Radiohead's In Rainbows available today—choose your own price!
Radiohead released their new album today, In Rainbows—their seventh studio album to date—and, with a very symbolic, highly significant, and utterly refreshing break from the norm, it's the first to be released outside the ruthless grasp of the
Singer Thom Yorke on the state of affairs between Radiohead and EMI:
"We have no record contract as such. Any offers?..What we would like is the old EMI back again, the nice genteel arms manufacturers who treated music [as] a nice side project who weren't too bothered about the shareholders. Ah well, not much chance of that."
This, of course, is not to say this sort of renegade distribution is without its limitations. For one, there is the problem of exposure. Even though the album is being made available online for literally every conceivable price point, the fact remains that not everyone has a computer, which severely limits the availability of the album for many people. The band will indeed sign with a new label sometime soon, and a conventional release of the CD will most likely occur in early 2008.
One of Radiohead's managers, Chris Hufford:
"The band feel that this record, which they are incredibly proud of, deserves to be brought into the mass marketplace.

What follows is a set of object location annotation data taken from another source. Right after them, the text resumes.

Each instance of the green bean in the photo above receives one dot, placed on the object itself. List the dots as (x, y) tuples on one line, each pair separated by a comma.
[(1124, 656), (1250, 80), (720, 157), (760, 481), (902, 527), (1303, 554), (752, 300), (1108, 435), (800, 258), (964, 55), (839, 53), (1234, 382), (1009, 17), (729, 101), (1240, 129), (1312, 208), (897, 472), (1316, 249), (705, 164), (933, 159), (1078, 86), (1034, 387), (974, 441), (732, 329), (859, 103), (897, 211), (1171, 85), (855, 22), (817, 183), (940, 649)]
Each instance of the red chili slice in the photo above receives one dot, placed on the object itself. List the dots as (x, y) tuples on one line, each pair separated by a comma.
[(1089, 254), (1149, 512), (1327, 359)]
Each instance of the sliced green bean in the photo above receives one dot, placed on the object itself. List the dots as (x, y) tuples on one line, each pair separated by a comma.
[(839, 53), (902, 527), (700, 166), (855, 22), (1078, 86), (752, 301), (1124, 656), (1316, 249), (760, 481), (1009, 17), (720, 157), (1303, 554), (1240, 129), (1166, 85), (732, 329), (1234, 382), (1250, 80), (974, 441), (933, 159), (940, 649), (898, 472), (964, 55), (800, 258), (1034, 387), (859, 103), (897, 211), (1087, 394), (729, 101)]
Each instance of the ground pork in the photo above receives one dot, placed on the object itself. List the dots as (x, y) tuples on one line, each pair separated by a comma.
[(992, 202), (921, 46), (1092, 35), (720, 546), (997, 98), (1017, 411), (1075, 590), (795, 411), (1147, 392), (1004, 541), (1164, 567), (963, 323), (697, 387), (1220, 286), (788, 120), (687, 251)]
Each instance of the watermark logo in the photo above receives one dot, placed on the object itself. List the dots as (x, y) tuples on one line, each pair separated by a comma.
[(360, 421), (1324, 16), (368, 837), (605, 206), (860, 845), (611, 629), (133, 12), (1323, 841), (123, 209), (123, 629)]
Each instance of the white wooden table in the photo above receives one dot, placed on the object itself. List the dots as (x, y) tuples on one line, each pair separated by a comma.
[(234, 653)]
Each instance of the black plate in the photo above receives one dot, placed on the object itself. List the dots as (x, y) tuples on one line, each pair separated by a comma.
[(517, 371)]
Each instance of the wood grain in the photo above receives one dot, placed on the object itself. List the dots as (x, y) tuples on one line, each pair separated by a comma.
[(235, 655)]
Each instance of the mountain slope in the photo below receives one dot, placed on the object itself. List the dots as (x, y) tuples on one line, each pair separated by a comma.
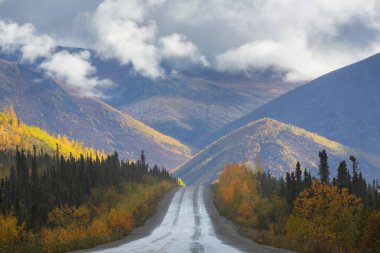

That's why we need a record company who have that infrastructure to deliver the CD."
So maybe it's not quite the deathblow to the music industry as many of us hoped—after all, there is still the issue of physical product, and the LR systems needed to distribute that product. But as the relationship between music and mere spatial location becomes more and more abstract, Radiohead demonstrates an understanding of the new web-based music market that seems dreadfully absent in the rest of the industry. They are still looking to transcend and include the conventional market, but they are doing it on their terms—terms that clearly prioritize both the art and the fans. Again, how refreshing....
Oh, and the album is amazing. I listened last night at midnight, immediately after the download url was emailed to me. I'm on my fourth listen, and i am absolutely in love.
In a related story, Trent Reznor's Nine Inch Nails has fulfilled its contract with Interscope Records and is now a free agent. And it looks like he plans on staying that way.
Trent Reznor:
"I have been under recording contracts for 18 years and have watched the business radically mutate from one thing to something inherently very different and it gives me great pleasure to be able to finally have a direct relationship with the audience as I see fit and appropriate."
The revolution will not be televised. It will be a webcast.





Did any of y'all get the Radiohead album? How much did you pay?
...and why did you choose to pay what you did?
Inrainbows
I bought the cdbox. 40 Quid.
Comes with the digital download now (low sampling rate), and then the whole physical stuff is mailed when its pressed in December.
The cdbox has many more tracks...
I love the album... :)
radiohead inrainbows
I just got the new album. What a gem. I payed 8.45 pounds which I think is about 13 dollars. I should have payed more. What an amazing piece of art. I love it.